Marketing technology started out innocent enough. A colleague remarks, “I need to send an email for this webinar.”
So an enterprising employee signs up for a freemium tool.
Across the hall, marketing is onboarding a marketing automation platform. It has email, too.
Over in sales, the team is discussing CRM. They think it needs email as well.
Two of the three systems also generate landing pages. All three store contact information in different places. No one talked to the other about syncing all the prospect and customer data across platforms.
Missing MarTech Opportunities
As marketing technology grew from 100 options five years ago to more than close to 4,000 last year, this is an all too common reality across organizations big and small.
Marketing technology, by design, should provide efficiency and scale in the acquisition, conversion and nurturing of new and existing customers. When organizations scale their stack without a plan, they create leaks. Leaks miss opportunity.
Missed opportunity is the nemesis of scale and efficiency.
What’s needed, is a framework that organizations can turn to as the proliferation of technology continues. The framework, sits right under our nose.
Let Personas & Journeys Guide You
First and foremost, a framework needs to align to business goals. A framework aligned to business goals ensures that technology decisions 1) will support your organization's critical objectives and 2) will support the other technology in your stack towards the goal of achieving your objectives.
Customer personas and journeys offer a great starting point for building a marketing tech stack framework. Here’s why.
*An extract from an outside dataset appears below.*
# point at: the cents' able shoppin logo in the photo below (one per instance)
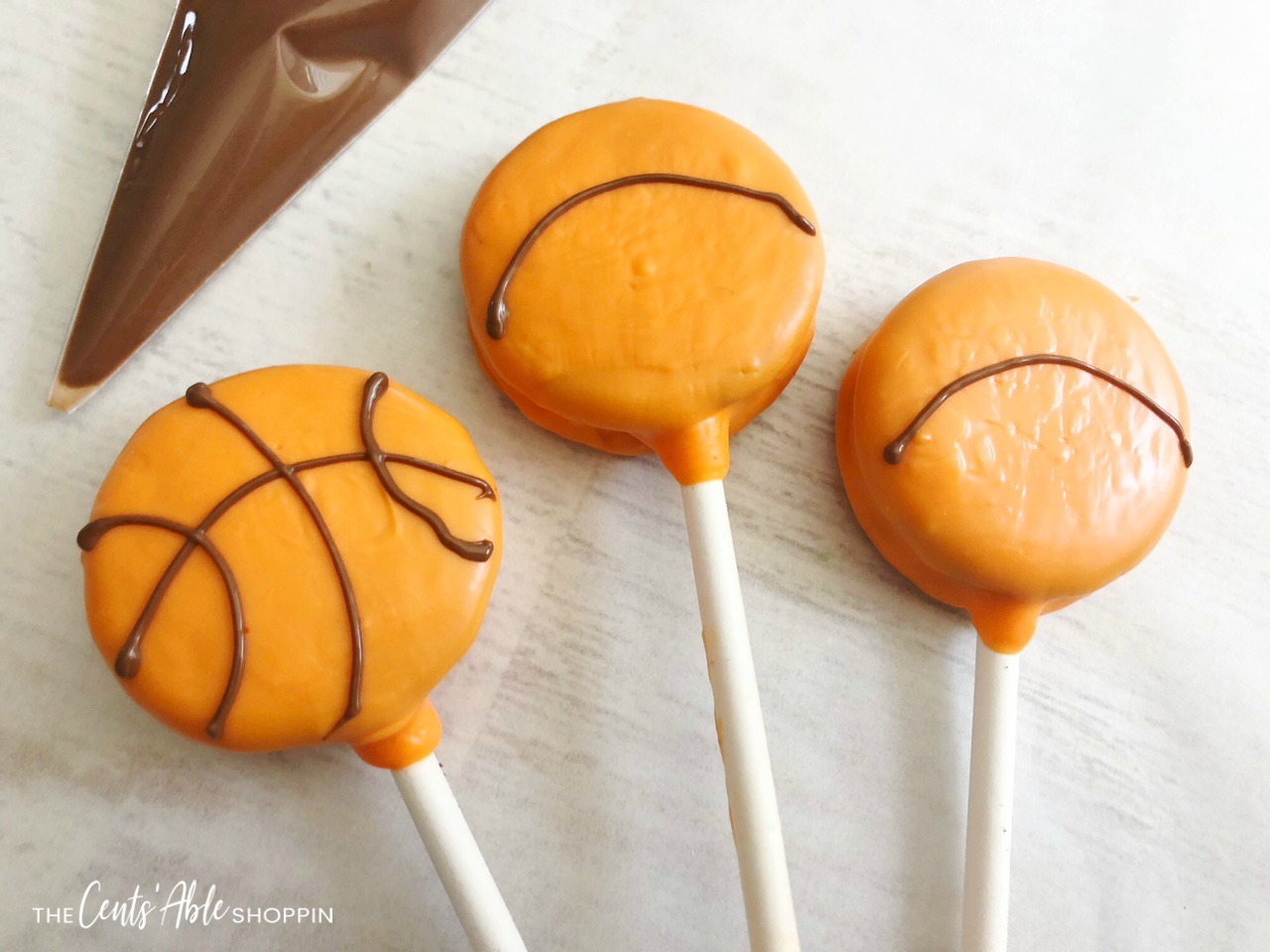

They align to your goals: Personas and journeys are the compass that guides the who, what, why and how of an organization’s work in reaching and engaging the reason it’s in business.
The structures are timeless: While some of the details within a persona may change, the overall outline generally won’t. A good framework can stand the test of time, being leveraged for the long haul.
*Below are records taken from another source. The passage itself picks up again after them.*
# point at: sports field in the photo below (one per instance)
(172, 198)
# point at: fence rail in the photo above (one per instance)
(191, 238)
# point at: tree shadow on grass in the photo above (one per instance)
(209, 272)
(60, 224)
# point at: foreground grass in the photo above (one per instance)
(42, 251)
An Example of a MarTech Framework
So what does a persona or journey driven MarTech framework look like?
I leverage a consumer journey in mine which I document online. In addition to the journey steps (awareness, conversion, nurture, close) I add two additional categories for planning and general data and automation. Here’s how this breaks down.
Learning Opportunities
Planning
When it comes to marketing planning we want to: first, create a cycle where data informs what we’re doing and creating; second, automate and scale as much of the planning, development, and reporting as possible.
Attract (Awareness)
I take a textbook process of paid, owned and shared awareness in my journey. With a stack I want to choose technology that bring together the channels and connect data to sales CRM, create conversion opportunities, and audience targeting for nurturing (upsell, retargeting etc.)
Conversion
The conversion portion of a stack is where the hand off happens. Tools need to receive insights from awareness and feed insights into nurturing and close to create high converting opportunities online, in store, and in app.
Nurture
Nurture is fairly straightforward, look for tools to capture insights creating opportunities to resell, upsell or increase conversion.
Close
Does sales have what it needs to close the deal? If you’re B2C, have you connected the dots to make the sale? Data needs to flow into and out of sales freely, informing the rest of the journey. Make sure your marketing tech decisions support this objective.
Data & Automation
Finally, analytics and automation wrap around every framework. We look to gather data throughout and automate the flow of that data within. For example, can you easily get prospect info from a landing page into your sales CRM? Can you create a suppression list in your ad targeting? Etc.
Pulling It All Together
Here’s what the framework ends up looking like. You see the way the journey overlaps, creating data flow, integration, and support across your marketing stack. This is where scale and efficiency comes from.
The goal isn’t complexity: it’s creating a framework to double check before you ad hoc add more technology to your organization.